From the right-angled triangle ACC1, we determine the length of the hypotenuse AC, which is the diagonal of the rhombus ABCD.
AC ^ 2 = AC1 ^ 2 + CC1 ^ 2 = 64 + 16 = 80.
AC = √80 cm.
From the right-angled triangle DBB1 we determine the length of the hypotenuse BD, which is the diagonal of the rhombus ABCD.
BD ^ 2 = DB1 ^ 2 + BB1 ^ 2 = 4 + 16 = 20.
ВD = √20 cm.
Since the diagonals of the rhombus ABCD are divided in half at point O, OS = √80 / 2, OD = √20 / 2.
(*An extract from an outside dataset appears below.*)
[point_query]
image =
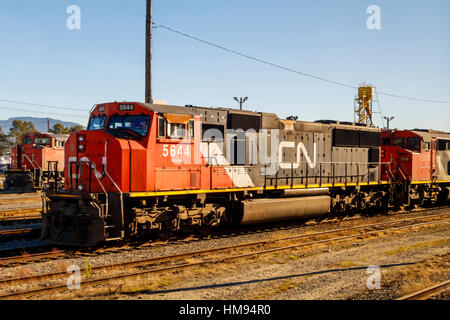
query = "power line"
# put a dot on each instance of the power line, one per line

Then in a right-angled triangle AOD, according to the Pythagorean theorem, DC ^ 2 = OC ^ 2 + OD ^ 2 = (√80 / 2) ^ 2 + (√20 / 2) ^ 2 = 20 + 5 = 25.
DC = 5 cm.
In a right-angled triangle DCC1, we determine the length of the leg DС1.
DC1 ^ 2 = DC ^ 2 – CC1 ^ 2 = 25 – 16 = 9.
DC1 = 3 cm.Since the triangles ABB1 and DCC1 are equal, the projection of the AB side is also 3 cm, and the projection of the BC side is 5 cm, since BB1C1C is a rectangle and BC = B1C1 = 5 cm.
Answer: The projections of the sides of the rhombus are 3 cm and 5 cm.